Something that always bothered me about Arduino is the idea of blocking, synchronous io. Most of the things I deal with really shine with asynchronous io. So this port added consistently asynchronous io. For I2C/Wire it looks like this here:

Code: Select all

    bool transfer(uint8_t address, const uint8_t *txBuffer, size_t txSize, uint8_t *rxBuffer, size_t rxSize, bool stopBit, void(*callback)(uint8_t));
    bool done(void);
    uint8_t status(void);
So either you can get a callback, or periodically check whether the last transfer is done ... A good example for the use is this here: https://github.com/kriswiner/Dragonfly/ ... 0Optimized


A couple of more details (edited as I completely forgot in the original post):
  • Full set of CDC, Uart, SPI & Wire classes supported
  • Most communication peripherals use automatically DMA whenever possible
    • Serial1 uses DMA on RX & TX, Serial2 uses DMA on RX
    • SPI, SPI1 and SPI2 use DMA on RX & TX
    • Wire uses DMA on RX
  • All communication devices are non-blocking internally. Any Arduino API that waits for a device (say Wire.requestFrom()) puts the MCU into a sleep mode till the pending communication is completed
  • All communication devices can be used from either within setup()/loop() or interrupt handlers or callbacks
  • Peripherals are internally aggressively clock gated. If for example there is no active communication on an I2C bus, the corresponding peripheral is powered down
  • analogWriteFrequency() and analogWriteRange() have been added to control the PWM freqeuncy and range of a timer block, so that high precision servo or motor/ESC control can be implemented
  • delayMicroseconds() uses the internal CPU Cycle Counter, which is not affected by interrupts
  • USB/MSC accesses and local file system accesses from a sketch can be done in parallel (no explicit locking required)
  • There is a power failsafe FAT file system embedded
  • The internal DAC is available on A0/A1
Ah well, again this is an early alpha, and some bits that are still pending to be added (Servo, RTC to be specific).
Last edited by GrumpyOldPizza on Wed May 11, 2016 1:32 pm, edited 1 time in total.

User avatar
WereCatf
Posts: 166
Joined: Sat Apr 16, 2016 5:30 pm

Re: STM32L4 Core

Post by WereCatf » Wed May 11, 2016 12:15 am

GrumpyOldPizza wrote:The target hardware is this here: https://www.tindie.com/products/onehors ... out-board/
Eyyy, that looks like an interesting design! Including the 16MB Flash there is a great idea. Too bad most of the things I wanna do involve WiFi.
GrumpyOldPizza wrote:Something that always bothered me about Arduino is the idea of blocking, synchronous io. Most of the things I deal with really shine with asynchronous io. So this port added consistently asynchronous io. For I2C/Wire it looks like this here:
This is something I'd like to see with the other cores, too, to be honest.

User avatar
RogerClark
Posts: 7440
Joined: Mon Apr 27, 2015 10:36 am
Location: Melbourne, Australia
Contact:

Re: STM32L4 Core

Post by RogerClark » Wed May 11, 2016 12:30 am

Interesting

Where are the CMSIS / Drivers files from? The STM32 Cube ?

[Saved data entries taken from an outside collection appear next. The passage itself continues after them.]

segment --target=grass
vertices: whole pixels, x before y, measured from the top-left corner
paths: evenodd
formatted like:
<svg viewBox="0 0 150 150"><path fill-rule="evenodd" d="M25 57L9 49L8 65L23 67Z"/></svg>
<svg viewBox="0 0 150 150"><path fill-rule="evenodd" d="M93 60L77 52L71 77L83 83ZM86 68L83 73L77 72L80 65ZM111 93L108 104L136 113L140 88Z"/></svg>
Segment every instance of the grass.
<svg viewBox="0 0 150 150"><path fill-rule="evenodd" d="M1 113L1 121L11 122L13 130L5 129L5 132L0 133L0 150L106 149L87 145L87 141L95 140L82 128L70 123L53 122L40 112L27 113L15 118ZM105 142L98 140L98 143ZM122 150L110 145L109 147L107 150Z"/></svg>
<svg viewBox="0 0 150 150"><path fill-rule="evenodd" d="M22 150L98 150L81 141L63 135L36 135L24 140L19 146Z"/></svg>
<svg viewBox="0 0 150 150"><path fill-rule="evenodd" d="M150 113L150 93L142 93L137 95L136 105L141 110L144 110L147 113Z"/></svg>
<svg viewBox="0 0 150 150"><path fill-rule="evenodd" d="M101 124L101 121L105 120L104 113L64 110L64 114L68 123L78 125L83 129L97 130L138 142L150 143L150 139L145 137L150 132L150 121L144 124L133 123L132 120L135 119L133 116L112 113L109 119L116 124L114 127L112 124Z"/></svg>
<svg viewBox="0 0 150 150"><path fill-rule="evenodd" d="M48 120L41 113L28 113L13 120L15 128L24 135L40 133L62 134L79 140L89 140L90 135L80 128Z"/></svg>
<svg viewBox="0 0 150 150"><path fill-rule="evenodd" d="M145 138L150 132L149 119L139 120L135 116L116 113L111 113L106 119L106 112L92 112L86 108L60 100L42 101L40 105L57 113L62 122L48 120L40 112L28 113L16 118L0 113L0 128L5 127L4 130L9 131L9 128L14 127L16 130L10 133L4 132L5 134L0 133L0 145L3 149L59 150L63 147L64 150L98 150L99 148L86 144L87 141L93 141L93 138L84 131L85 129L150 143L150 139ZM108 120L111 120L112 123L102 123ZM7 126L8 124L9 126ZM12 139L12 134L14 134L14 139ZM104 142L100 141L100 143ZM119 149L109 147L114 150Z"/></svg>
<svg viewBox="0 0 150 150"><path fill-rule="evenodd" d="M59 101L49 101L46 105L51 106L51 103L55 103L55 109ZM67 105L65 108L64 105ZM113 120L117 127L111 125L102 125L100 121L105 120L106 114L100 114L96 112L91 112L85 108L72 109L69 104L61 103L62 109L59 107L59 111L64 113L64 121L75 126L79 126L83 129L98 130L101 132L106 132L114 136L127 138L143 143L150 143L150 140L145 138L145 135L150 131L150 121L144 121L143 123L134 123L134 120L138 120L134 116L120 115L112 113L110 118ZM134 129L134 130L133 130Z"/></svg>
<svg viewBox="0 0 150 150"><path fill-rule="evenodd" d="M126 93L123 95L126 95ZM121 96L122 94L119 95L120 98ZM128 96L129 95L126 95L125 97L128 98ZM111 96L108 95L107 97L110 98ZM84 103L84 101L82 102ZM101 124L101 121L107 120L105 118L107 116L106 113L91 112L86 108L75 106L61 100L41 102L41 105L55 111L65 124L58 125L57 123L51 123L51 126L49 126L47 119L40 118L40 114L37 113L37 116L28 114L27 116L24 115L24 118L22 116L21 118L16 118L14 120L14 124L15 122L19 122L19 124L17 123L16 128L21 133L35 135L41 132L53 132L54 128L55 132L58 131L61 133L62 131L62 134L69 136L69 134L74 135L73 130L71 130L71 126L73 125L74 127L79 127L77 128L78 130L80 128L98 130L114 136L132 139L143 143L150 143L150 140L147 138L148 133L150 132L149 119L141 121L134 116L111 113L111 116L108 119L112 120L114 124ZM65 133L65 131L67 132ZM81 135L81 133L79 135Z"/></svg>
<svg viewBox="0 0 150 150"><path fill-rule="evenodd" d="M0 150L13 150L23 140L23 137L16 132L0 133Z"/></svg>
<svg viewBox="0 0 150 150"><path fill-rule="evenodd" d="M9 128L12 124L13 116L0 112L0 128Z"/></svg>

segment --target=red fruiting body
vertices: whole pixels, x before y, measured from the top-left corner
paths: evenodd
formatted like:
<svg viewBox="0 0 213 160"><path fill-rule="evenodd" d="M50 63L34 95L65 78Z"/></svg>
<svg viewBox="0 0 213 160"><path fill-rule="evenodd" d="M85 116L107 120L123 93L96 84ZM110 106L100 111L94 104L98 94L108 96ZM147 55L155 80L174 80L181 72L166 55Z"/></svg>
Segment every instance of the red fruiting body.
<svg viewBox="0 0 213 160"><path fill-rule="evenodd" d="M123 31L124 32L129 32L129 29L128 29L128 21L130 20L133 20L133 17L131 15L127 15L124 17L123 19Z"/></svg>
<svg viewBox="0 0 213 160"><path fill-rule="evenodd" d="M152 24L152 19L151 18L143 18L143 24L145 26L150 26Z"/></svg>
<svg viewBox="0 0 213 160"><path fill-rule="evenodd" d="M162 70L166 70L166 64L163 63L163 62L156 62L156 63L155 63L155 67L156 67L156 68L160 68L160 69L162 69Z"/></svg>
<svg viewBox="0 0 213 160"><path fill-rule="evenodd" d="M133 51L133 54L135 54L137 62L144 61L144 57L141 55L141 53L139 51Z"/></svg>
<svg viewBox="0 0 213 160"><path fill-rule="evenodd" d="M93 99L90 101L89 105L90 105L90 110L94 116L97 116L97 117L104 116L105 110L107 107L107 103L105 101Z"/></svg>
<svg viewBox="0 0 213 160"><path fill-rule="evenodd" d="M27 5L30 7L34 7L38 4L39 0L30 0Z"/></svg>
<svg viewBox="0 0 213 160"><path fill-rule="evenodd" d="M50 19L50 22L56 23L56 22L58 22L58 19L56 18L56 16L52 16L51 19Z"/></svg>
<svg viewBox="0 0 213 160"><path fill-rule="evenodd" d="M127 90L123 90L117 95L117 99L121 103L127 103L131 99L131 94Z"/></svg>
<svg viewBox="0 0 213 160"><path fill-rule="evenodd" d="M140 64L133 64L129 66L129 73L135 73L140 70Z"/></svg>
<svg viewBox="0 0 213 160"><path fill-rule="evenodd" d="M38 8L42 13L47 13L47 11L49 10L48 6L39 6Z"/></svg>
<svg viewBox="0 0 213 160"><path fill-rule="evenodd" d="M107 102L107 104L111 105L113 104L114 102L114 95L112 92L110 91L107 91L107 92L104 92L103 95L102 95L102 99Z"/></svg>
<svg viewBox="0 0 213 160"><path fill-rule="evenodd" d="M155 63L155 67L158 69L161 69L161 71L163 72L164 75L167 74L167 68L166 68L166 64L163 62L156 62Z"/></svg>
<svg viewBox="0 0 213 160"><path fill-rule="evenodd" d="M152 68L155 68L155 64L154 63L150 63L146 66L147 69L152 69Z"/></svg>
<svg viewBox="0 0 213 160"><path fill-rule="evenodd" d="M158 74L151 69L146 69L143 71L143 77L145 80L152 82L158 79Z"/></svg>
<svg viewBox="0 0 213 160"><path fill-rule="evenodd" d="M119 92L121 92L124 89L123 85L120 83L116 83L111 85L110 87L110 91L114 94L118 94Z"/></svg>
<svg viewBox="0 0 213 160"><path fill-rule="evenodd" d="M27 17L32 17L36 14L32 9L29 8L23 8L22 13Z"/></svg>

Did you write all of the mid layer code to interface with the CMSIS

There is a parallel project that @sheepdoll and @vassilis are working on which uses the STM32 Cube to build a new "core" which uses the HAL

This core would support the STM32L4, (if they exported the Cube files for that target)

But at the moment it only has a USB CDC Serial device, and it will operate like libmaple, using the bootloader to upload via DFU before it switches to using the Serial USB CDC device built into the sketch

User avatar
GrumpyOldPizza
Posts: 184
Joined: Fri Apr 15, 2016 4:15 pm
Location: Denver, CO

Re: STM32L4 Core

Post by GrumpyOldPizza » Wed May 11, 2016 12:42 am

RogerClark wrote:Interesting

Where are the CMSIS / Drivers files from? The STM32 Cube ?

Did you write all of the mid layer code to interface with the CMSIS

There is a parallel project that @sheepdoll and @vassilis are working on which uses the STM32 Cube to build a new "core" which uses the HAL

This core would support the STM32L4, (if they exported the Cube files for that target)
The CMSIS files ... Either from the ARM repository or CubeL4.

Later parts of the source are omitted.